Mais c'est vraiment n'importe quoi ce que tu racontes !!! Le Credit Mutuel fourni un service de numéro de carte bleue virtuelle (comme d'autres banques). Ce numéro de carte bleue est valable pour un montant maximum et pour UN SEUL achat ! Ensuite ce numéro de carte bleu sera systématiquement rejeté par la banque.

Donc même si ton numéro est repéré lors de ton achat, personne ne pourra le réutiliser !

Tu ferais bien de lire les docs


----------



## Nathalex (25 Juin 2003)

Moi, en lisant le premier message, j'avais la nette impression que les deux paragraphes n'avaient rien à voir l'un avec l'autre : le premier vantait les mérites de la carte bleue virtuelle et le second soulignait les dangers de la carte bleue réelle.

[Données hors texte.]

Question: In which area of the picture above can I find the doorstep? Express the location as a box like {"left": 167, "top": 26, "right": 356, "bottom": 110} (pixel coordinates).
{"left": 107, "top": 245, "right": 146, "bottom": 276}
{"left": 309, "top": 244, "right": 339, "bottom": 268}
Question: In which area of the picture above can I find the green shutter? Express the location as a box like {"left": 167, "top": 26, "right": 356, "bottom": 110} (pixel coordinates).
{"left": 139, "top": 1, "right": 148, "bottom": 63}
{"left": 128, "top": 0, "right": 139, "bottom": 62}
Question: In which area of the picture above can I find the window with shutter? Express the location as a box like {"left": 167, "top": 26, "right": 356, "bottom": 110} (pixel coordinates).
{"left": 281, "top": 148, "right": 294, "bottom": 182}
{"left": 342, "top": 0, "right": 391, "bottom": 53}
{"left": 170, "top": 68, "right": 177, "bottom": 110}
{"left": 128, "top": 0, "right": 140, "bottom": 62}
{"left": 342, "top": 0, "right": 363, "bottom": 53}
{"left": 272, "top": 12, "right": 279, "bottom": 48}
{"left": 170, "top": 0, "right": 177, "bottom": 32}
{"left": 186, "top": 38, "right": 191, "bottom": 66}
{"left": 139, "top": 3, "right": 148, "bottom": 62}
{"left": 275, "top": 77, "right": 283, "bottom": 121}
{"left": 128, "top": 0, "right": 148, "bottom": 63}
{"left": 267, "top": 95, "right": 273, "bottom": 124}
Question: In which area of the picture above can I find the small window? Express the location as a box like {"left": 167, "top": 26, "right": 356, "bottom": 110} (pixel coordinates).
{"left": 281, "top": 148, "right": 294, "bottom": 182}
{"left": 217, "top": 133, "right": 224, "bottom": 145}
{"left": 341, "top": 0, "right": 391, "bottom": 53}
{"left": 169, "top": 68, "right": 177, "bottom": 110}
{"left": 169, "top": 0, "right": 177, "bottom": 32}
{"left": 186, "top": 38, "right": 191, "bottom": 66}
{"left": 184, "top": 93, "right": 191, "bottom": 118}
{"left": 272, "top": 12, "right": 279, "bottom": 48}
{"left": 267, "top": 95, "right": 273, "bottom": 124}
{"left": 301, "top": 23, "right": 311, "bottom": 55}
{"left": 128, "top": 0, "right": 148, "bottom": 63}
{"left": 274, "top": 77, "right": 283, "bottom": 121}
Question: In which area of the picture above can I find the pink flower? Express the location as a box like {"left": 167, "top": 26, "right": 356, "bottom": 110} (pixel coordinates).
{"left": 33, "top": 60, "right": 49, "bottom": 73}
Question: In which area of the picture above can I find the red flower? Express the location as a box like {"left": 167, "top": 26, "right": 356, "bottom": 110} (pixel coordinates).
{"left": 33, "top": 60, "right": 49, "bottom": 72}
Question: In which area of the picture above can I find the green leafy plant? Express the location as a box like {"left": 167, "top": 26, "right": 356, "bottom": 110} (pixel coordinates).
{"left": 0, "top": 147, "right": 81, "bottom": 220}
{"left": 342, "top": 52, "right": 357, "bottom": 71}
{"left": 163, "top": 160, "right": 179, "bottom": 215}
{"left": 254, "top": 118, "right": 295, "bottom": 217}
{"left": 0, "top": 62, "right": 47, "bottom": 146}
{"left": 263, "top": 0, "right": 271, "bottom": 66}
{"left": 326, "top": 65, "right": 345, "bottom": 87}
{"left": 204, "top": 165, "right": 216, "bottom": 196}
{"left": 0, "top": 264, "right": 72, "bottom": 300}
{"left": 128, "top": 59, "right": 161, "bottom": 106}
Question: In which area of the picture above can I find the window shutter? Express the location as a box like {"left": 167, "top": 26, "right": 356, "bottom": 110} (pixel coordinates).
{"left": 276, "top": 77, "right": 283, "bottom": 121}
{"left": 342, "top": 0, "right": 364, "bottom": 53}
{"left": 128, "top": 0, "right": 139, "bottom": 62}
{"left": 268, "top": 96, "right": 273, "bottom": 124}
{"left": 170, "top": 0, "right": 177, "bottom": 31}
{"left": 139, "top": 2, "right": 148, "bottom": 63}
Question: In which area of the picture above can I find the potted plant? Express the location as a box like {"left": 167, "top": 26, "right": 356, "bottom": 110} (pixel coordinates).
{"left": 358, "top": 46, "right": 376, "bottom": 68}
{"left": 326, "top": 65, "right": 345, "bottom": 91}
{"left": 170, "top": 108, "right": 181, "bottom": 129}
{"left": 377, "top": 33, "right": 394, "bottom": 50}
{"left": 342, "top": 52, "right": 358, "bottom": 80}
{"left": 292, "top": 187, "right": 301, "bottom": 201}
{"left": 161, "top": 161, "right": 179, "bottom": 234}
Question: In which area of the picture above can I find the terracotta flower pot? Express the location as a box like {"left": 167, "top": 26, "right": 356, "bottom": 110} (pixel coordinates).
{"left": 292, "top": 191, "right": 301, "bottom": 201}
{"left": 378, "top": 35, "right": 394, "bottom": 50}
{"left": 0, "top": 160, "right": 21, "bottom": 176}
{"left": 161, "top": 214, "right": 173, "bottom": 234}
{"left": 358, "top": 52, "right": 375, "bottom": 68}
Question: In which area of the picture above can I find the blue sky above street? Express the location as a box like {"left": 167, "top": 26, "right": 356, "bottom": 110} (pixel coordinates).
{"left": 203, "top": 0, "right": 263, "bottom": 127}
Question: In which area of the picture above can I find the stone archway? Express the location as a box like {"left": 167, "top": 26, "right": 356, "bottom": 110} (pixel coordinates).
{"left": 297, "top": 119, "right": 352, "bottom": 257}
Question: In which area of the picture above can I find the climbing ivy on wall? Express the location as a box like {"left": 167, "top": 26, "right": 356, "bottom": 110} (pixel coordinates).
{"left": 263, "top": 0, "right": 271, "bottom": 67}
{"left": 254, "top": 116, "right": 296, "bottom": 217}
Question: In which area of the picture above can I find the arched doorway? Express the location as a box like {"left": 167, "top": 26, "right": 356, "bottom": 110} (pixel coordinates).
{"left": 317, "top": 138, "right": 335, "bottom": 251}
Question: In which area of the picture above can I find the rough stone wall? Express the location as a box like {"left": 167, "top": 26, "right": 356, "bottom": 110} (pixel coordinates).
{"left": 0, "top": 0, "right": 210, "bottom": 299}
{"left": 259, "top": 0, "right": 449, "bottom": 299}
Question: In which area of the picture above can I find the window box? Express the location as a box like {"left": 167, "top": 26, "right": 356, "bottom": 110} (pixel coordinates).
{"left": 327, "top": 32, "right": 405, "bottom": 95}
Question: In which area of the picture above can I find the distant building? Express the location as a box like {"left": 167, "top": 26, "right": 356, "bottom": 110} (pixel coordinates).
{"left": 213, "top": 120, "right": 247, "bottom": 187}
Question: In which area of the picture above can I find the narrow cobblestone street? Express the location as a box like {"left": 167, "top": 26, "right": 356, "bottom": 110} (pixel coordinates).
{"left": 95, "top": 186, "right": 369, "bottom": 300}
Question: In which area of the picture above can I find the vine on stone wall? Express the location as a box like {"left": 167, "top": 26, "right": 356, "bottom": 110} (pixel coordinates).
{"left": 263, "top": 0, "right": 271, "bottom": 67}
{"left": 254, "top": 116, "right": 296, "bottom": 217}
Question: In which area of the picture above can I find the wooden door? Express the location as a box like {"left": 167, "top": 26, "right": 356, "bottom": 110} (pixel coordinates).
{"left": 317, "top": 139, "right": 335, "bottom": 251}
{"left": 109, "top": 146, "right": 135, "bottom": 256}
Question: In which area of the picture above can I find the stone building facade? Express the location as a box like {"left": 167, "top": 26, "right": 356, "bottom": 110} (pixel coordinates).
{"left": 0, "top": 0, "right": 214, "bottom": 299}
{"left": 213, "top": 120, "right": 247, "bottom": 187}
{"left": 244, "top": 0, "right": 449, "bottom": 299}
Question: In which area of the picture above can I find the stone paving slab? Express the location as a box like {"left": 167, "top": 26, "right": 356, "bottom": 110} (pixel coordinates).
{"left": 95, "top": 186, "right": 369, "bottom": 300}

Mais je peux me tromper aussi


----------



## Powerdom (25 Juin 2003)

Mais c'est vraiment n'importe quoi ce que tu racontes !!! 

tu n'as pas compris mon msg melaure 
	

	
	
		
		

		
		
	


	



je dis bien que le num de cb virtuel est valable un mois, par contre certains service de vente en ligne comme la fnac conserve les vrais num de CB.....


----------



## imaout (26 Juin 2003)

Et tu es sur que c'est la Fnac qui le conserve et non pas ton Mac ?


----------



## melaure (26 Juin 2003)

imaout a dit:
			
		

> * Et tu es sur que c'est la Fnac qui le conserve et non pas ton Mac ?    *



S'il est conservé, c'est dans les cookies de ton navigateur. Il faut par défaut les refuser pour ne pas être embêté ...


----------



## Nathalex (26 Juin 2003)

melaure a dit:
			
		

> * S'il est conservé, c'est dans les cookies de ton navigateur. Il faut par défaut les refuser pour ne pas être embêté ...  *



Pas sur... je viens de me connecter pour la premiere fois sur fnac.com a partir du boulot et les coordonnees de ma carte FNAC sont bien la....
Idem pour amazon....

Ca serait bien les sites qui gardent l'info.......


----------



## Bilbo (26 Juin 2003)

Nathalex a dit:
			
		

> * Ca serait bien les sites qui gardent l'info.......   *



Oui, prenez un autre navigateur en effaçant ses cookies au préalable si vous avez des doutes.

À+


----------



## Grape (26 Juin 2003)

Nathalex a dit:
			
		

> *
> Pas sur... je viens de me connecter pour la premiere fois sur fnac.com a partir du boulot et les coordonnees de ma carte FNAC sont bien la....
> Idem pour amazon....
> Ca serait bien les sites qui gardent l'info.......   *


 Oui ce n'est pas une histoire de cookies.  Les sites où tu ouvres un compte pour effectuer des achats, gardent assez souvent les numéros de CB, l'adresse etc. La fnac, amazon et applestore en font partie.


----------



## r e m y (24 Février 2009)

Pour tous les sites d'achats en ligne, il est prudent (pour ne pas dire indispensable) de ne pas enregistrer dans le trousseau d'accès, le mot de passe d'accès à son compte.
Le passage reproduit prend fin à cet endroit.